La comunidad se halla en el Embalse Piedra del Aguila, sobre el río Limay. La comunidad fue duramente castigada por las cenizas del volcán Calbuco que el año pasado dejó cenizas en toda la región. La siembra de alevinos la hicieron en septiembre y los primeras truchas que vieron alimentaron la esperanza de toda la comunidadCarlos Ancatruz, actual lonco de la comunidad, indicó que “cada trucha está en un promedio de 350 gramos limpios.
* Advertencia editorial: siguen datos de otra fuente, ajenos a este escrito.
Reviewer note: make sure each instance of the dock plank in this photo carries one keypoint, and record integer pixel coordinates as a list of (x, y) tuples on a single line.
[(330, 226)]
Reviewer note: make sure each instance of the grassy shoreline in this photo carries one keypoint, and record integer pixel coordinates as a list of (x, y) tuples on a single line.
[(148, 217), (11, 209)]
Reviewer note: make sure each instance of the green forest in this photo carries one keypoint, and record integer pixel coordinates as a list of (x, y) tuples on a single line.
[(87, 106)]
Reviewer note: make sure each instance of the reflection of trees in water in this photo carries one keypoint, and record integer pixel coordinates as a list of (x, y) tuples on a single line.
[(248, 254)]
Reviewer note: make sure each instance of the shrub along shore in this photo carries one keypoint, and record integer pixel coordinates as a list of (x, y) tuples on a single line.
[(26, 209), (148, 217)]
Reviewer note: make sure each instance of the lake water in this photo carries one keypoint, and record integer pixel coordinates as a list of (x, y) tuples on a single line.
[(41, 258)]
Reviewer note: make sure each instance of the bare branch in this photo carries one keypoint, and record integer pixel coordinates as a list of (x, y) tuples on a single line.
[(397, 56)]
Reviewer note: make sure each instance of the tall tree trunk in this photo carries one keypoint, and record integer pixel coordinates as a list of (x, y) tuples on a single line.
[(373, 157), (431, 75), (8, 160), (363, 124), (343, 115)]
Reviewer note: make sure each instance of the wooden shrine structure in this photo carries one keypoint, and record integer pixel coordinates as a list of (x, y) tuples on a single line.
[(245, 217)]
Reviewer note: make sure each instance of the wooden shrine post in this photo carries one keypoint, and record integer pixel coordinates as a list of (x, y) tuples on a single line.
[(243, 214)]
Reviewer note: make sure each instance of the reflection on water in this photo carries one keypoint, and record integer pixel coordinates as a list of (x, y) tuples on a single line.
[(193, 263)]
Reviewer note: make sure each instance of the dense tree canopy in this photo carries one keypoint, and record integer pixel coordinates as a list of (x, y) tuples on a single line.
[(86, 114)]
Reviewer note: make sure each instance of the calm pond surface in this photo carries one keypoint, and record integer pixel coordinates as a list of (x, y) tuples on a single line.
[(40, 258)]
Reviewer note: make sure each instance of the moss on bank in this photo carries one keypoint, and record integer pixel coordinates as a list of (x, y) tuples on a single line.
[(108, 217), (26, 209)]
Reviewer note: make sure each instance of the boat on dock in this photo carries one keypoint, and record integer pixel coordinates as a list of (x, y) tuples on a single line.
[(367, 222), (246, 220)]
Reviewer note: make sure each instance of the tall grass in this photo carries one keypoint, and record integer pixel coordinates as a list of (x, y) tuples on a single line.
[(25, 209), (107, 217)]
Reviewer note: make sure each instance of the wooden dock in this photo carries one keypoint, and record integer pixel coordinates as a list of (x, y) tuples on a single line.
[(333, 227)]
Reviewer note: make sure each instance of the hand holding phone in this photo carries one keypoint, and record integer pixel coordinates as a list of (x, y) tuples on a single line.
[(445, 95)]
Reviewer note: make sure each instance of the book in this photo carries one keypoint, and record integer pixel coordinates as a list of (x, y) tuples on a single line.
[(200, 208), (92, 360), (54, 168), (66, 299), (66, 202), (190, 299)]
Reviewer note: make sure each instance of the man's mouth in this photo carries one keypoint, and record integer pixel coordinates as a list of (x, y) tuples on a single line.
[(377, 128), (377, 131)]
El gobierno provincial, a través de Centro PyME las compró y recibimos apoyo constante. Venderemos la producción en el Alto Valle, el resto Neuquén y todos los pueblos cercanos a Bariloche”

El embalse de Piedra del Águila es el segundo centro de cría acuícola de la provincia. Sus aguas son ideales para la producción de diferentes peces, que son reconocidos en el mundo por la calidad de su carne y su color. Para la comunidad mapuche es la puerta para poder sobrevivir.

Ancatruz está integrada por unas 86 familias distribuidas en los parajes Zaina Yegua, Paso Yuncón, Piedra Pintada y Sañicó. La mayoría son pequeños productores que por años desarrollaron la producción caprina y ovina, que se vió seriamente afectada por las cenizas del vocán, también tienen un pequeño camping en el paraje Paso Yuncón, con seis rukas (cabañas). Al lugar van pescadores y turistas que quieren pasar días en soledad, en contacto directo con la naturaleza y las tradiciones ancestrales mapuches.

Para llevar adelante el proyecto, la provincia de Neuquén les entregó dinero bajo el Programa de Recuperación Productiva Post Emergencia de la Unidad de Cambio Rural. El ministerio de Producción y Turismo y el Centro PyME-Adeneu acompañaron en la gestión de fondos y la asistencia técnica. Hoy, la comunidad vive plenamente su recuperación.